I am new to Spark generally, so I wanted to test out some functionality of Spark Streaming which I am likely to require for another larger project.
My toy problem is that I want to handle a stream and learn a linear regression with Stochastic Gradient Descent on it (I am aware that there is StreamingLinearRegression already provided, but I want to implement it myself):
class OnlineLinearRegression:
    def __init__(self, eta=0.1, nr_features=8):
        self.w = np.zeros(nr_features)
        self.nr_features = nr_features
        self.eta = eta
    def evaluate(self, x):
        return np.dot(self.w, x)
    def loss(self, pred, true_value):
        loss = (pred-true_value)*(pred-true_value)
        return loss
    def update_model(self, x, pred, y):
        bef_update = self.w
        self.w = self.w - self.eta * (pred - y) * np.array(x)
        print "=========================="
        print "UPDATE MODEL"
        print "self id " + str(id(self))
        print "w_before_update " + str(bef_update)
        print "w_after_update " + str(self.w)
        print "=========================="
    def prequential(self, e):
        y_hat = self.evaluate(e[0])
        ell = self.loss(y_hat, e[1])
        self.update_model(e[0], y_hat, e[1])
        return ell
    def processRDD(self, time, RDD):
        RDD.foreach(self.prequential)
My Main method looks as follows:
if __name__ == "__main__":
    model = OnlineLinearRegression(eta=0.1,nr_features=8)
    print "ID-MODEL-CREATED: " + str(id(model))
    sc = SparkContext("local[*]", "Test Scenario")
    ssc = StreamingContext(sc, 0.5)
    text = ssc.socketTextStream("localhost", 9997)
    tuples = text.map(parser)
    tuples.foreachRDD(model.processRDD)
    ssc.start()
    ssc.awaitTermination() 
Data is generated once per second and Spark Streaming has an interval of one second (therefore only one sample / batch is processed). Here is some output generated in the OnlineLinearRegression update_model function:
Once at start:
ID-MODEL-CREATED: 140184763844800
1. Sample
- self id 140411103203200 
- w_before_update [ 0. 0. 0. 0. 0. 0. 0. 0.] 
- w_after_update [ 0. 0.6825 0.5475 0.1425 0.771 0.33675 0.1515 0.225 ] 
2. Sample
- self id 140411106740920 
- w_before_update [ 0. 0. 0. 0. 0. 0. 0. 0.] 
- w_after_update [ 0. 0.245 0.1855 0.063 0.15785 0.06965 0.03395 0.049 ] 
3. Sample
- self id 140411106740704 
- w_before_update [ 0. 0. 0. 0. 0. 0. 0. 0.] 
- w_after_update [ 1.8 0.477 0.378 0.1215 0.6093 0.23085 0.12735 0.189 ] 
4. Sample
- self id 140411106738904 
- w_before_update [ 0. 0. 0. 0. 0. 0. 0. 0.] 
- w_after_update [ 0. 0.44 0.365 0.125 0.516 0.2155 0.114 0.155 ] 
5. Sample
- self id 140411106738904 (Comment: same id as in 4, but w still does not change) 

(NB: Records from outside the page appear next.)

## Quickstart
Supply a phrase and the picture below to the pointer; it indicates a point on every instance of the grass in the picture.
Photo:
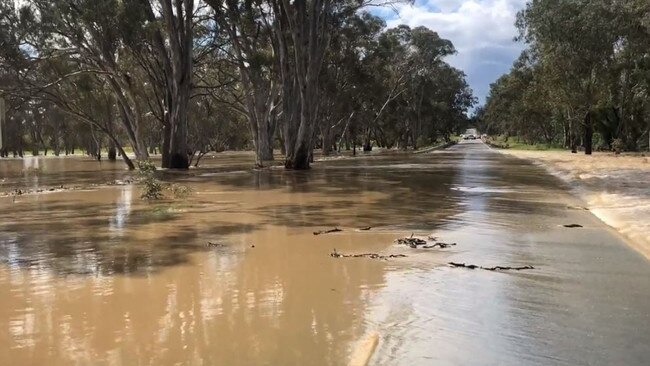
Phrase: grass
(516, 143)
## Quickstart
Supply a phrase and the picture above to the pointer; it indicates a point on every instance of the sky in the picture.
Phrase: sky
(482, 32)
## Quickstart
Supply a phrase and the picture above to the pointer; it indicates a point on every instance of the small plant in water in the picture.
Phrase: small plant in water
(618, 145)
(179, 190)
(152, 188)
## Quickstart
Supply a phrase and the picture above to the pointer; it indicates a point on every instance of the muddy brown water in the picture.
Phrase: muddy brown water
(98, 277)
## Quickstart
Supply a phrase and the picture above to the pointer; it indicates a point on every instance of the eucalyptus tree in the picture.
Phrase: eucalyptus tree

- w_before_update [ 0. 0. 0. 0. 0. 0. 0. 0.] 
- w_after_update [ 0.7 0.231 0.1785 0.056 0.1435 0.06265 0.02765 0.0385 ] 
My questions:
- Why do the self_ids change, but at the same time sometimes remain the same? I identify this as the reason - wremains a zero vector. But- __init__is only called once.

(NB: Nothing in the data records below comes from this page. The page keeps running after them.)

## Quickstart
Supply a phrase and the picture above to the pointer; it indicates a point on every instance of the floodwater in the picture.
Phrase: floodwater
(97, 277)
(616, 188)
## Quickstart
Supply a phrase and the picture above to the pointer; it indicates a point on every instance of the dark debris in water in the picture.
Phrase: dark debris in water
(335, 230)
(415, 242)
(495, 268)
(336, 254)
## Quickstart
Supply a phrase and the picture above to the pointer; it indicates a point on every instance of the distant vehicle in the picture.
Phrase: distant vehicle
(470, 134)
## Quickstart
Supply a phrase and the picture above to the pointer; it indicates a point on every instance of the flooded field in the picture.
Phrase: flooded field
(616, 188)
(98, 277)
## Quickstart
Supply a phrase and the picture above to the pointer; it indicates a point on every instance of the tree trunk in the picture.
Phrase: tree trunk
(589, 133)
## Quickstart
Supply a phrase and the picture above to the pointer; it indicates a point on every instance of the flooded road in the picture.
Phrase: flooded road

- What are my misunderstandings of Spark and what would be a possible way to fix it in a way so that I have a global model that gets iteratively manipulated? 
Thanks a lot.
Edit: Changing the tuples.foreachRDD(model.processRDD) to tuples.map(model.prequential) didn't help, the output is similar (with same issues).